Le Royaume-Uni se trouve, pour sa part, dans une situation particulière au regard de la défense antimissile, du fait de l’implantation sur son territoire d’un des radars d’alerte avancée susceptible d’intervenir dans l’architecture du système. Les Etats-Unis ont, par conséquent, besoin du soutien britannique pour mettre en _uvre leur projet. Est-il acquis aujourd’hui ? La position britannique a évolué depuis un an, passant d’une réticence prudente à une bienveillance dont témoigne la déclaration commune adoptée par les Etats-Unis et le Royaume-Uni suite à la rencontre entre le Premier ministre britannique et le Président américain, le 23 février dernier. Dans ce texte, le Royaume-Uni semble rejoindre l’analyse de la menace telle qu’elle est présentée par les Etats-Unis (" menace commune qui trouve son origine dans la prolifération croissante des armes de destruction massive et de missiles toujours plus sophistiqués ") et souligne la nécessité d’un processus de consultation qui se traduise par une revue stratégique. Le texte appelle enfin à un rééquilibrage entre défense et dissuasion ainsi qu’à une double action en faveur de la non-prolifération et la contre-prolifération. En réalité, les Britanniques sont tiraillés entre des tendances très favorables à la défense antimissile (que l’on rencontre dans les milieux militaires et du renseignement) et une réalité politique marquée par un engagement européen, notamment aux côtés de la France, en matière de défense. Le Royaume-Uni se détermine également en fonction de sa propre dissuasion nucléaire. L’arme nucléaire suscite en effet aujourd’hui au Royaume-Uni au mieux l’indifférence, au pire l’embarras. Ce pays voit, par conséquence, dans une réflexion conjointe avec les Etats-Unis sur l’arme nucléaire l’occasion d’aborder ce sujet " par le haut ".

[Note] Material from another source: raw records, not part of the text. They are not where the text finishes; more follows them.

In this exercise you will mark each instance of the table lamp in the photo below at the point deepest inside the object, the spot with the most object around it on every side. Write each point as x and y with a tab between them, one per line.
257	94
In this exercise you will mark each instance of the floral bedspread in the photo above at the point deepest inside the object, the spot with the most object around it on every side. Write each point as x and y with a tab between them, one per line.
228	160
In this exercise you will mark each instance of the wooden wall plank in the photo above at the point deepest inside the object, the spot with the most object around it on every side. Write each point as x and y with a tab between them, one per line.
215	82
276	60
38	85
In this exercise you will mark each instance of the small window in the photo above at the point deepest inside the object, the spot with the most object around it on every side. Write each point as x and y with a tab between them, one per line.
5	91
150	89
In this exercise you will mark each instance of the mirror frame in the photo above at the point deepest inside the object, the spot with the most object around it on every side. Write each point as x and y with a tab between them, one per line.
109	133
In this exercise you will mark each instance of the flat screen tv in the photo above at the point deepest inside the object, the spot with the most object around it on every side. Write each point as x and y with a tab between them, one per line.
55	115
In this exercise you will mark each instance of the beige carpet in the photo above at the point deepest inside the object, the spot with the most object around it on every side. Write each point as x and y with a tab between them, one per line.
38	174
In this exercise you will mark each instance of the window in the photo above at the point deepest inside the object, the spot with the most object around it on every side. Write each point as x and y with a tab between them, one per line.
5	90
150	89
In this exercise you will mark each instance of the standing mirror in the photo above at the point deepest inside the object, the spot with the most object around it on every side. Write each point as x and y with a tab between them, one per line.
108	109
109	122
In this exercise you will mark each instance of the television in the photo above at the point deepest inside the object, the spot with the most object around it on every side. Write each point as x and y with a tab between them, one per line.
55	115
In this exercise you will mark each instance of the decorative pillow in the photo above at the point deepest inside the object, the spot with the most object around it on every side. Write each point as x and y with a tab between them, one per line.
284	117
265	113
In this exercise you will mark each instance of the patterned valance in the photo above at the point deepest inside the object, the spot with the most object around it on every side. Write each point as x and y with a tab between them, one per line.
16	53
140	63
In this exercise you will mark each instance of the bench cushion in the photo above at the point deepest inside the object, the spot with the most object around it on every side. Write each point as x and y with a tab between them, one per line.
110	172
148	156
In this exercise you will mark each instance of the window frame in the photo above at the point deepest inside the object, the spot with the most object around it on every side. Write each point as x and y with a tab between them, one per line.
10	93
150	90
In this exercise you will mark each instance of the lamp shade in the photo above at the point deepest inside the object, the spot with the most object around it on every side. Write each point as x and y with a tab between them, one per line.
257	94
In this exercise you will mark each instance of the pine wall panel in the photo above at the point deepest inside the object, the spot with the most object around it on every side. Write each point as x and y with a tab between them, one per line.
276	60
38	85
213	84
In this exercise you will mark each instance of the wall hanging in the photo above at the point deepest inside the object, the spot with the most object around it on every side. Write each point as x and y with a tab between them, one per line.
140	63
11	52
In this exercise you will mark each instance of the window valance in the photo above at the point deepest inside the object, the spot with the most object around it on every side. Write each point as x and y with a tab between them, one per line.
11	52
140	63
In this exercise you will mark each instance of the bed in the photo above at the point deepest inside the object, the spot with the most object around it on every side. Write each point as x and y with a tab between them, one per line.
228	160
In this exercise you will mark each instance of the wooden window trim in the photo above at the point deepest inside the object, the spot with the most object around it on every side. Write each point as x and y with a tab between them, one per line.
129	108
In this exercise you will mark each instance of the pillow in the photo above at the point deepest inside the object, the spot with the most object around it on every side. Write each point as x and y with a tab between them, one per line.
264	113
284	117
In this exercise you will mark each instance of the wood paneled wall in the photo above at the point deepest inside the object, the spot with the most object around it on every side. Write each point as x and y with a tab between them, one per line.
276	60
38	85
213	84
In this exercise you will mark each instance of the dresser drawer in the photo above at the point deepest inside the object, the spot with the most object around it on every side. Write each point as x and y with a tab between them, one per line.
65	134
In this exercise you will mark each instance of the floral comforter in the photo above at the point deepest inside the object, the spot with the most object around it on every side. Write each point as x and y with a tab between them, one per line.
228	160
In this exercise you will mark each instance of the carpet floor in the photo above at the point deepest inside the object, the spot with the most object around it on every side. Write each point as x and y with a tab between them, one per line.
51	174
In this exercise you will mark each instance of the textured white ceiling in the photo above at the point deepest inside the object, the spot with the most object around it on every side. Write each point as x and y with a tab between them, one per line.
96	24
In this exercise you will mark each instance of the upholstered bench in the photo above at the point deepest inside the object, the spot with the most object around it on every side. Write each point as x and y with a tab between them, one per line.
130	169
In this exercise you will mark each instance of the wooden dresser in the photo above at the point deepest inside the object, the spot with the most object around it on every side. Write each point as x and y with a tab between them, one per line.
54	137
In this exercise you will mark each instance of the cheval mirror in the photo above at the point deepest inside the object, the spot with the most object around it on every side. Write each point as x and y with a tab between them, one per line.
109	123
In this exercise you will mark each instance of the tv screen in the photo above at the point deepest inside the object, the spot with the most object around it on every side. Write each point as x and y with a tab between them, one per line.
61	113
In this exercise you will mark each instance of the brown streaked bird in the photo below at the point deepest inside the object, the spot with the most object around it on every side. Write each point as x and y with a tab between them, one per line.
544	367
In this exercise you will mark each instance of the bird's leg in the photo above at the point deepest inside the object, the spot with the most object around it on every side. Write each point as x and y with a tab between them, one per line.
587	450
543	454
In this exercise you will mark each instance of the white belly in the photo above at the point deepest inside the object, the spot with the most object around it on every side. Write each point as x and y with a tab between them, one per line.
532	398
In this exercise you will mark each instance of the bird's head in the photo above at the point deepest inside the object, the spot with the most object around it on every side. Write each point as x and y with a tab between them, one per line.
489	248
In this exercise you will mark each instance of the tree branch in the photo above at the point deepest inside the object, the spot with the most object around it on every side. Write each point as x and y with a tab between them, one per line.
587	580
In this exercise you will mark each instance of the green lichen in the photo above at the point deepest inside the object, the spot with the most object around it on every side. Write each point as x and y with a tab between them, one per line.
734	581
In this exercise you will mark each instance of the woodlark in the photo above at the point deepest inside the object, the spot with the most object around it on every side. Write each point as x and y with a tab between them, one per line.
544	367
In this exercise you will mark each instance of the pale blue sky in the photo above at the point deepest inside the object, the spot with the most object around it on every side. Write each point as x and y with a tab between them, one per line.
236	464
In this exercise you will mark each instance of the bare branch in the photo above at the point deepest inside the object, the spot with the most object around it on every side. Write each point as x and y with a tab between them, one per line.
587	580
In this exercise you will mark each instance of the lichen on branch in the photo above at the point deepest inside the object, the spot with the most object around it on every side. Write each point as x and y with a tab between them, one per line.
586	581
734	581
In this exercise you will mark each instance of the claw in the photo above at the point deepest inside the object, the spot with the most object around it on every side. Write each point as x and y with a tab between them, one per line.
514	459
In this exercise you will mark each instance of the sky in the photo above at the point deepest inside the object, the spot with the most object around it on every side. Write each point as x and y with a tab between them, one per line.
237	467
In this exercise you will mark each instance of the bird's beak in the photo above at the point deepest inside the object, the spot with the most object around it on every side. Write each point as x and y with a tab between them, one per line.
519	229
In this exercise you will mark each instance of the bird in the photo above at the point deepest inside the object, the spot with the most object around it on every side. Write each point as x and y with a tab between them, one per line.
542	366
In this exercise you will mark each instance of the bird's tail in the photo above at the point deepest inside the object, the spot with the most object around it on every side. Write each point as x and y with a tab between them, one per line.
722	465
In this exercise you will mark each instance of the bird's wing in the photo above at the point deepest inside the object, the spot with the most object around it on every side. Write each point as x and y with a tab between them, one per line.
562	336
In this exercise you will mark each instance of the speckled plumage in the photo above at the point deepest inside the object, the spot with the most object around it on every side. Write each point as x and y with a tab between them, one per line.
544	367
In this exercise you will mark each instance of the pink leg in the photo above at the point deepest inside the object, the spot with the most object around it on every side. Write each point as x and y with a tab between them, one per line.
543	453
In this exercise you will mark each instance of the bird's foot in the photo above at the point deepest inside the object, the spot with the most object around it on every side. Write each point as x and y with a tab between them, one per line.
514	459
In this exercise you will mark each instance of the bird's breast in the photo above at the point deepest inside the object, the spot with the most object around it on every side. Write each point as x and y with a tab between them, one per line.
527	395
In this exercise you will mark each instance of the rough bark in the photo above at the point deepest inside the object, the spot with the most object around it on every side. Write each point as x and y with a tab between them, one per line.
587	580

Entre les positions française et britannique, l’Allemagne se caractérise par une attitude extrêmement prudente sur un sujet sur lequel elle répugne visiblement à se prononcer. L’Allemagne est en effet le pays le moins enclin à engager un débat stratégique sur les questions liées à la NMD, tant pour des raisons politiques que budgétaires ou stratégiques, liées à la Russie. Assiste-t-on actuellement à un infléchissement de la position allemande ? Ainsi, alors qu’en février 2001, le chancelier allemand avait insisté sur les risques de déstabilisation stratégique liés à la défense antimissile nationale lors de la conférence sur la sécurité de Munich, il a semblé atténuer ses critiques, le 28 février dernier, en déclarant que l’Allemagne ne pouvait pas se permettre d’ignorer les bénéfices économiques et technologiques qui pourraient être tirés d’un bouclier antimissile. Le porte-parole de la chancellerie a d’emblée précisé que la position allemande n’avait pas changé mais que Gerhard Schroeder avait soulevé un aspect particulier du dossier en rappelant qu’existaient des intérêts économiques dans ce dossier.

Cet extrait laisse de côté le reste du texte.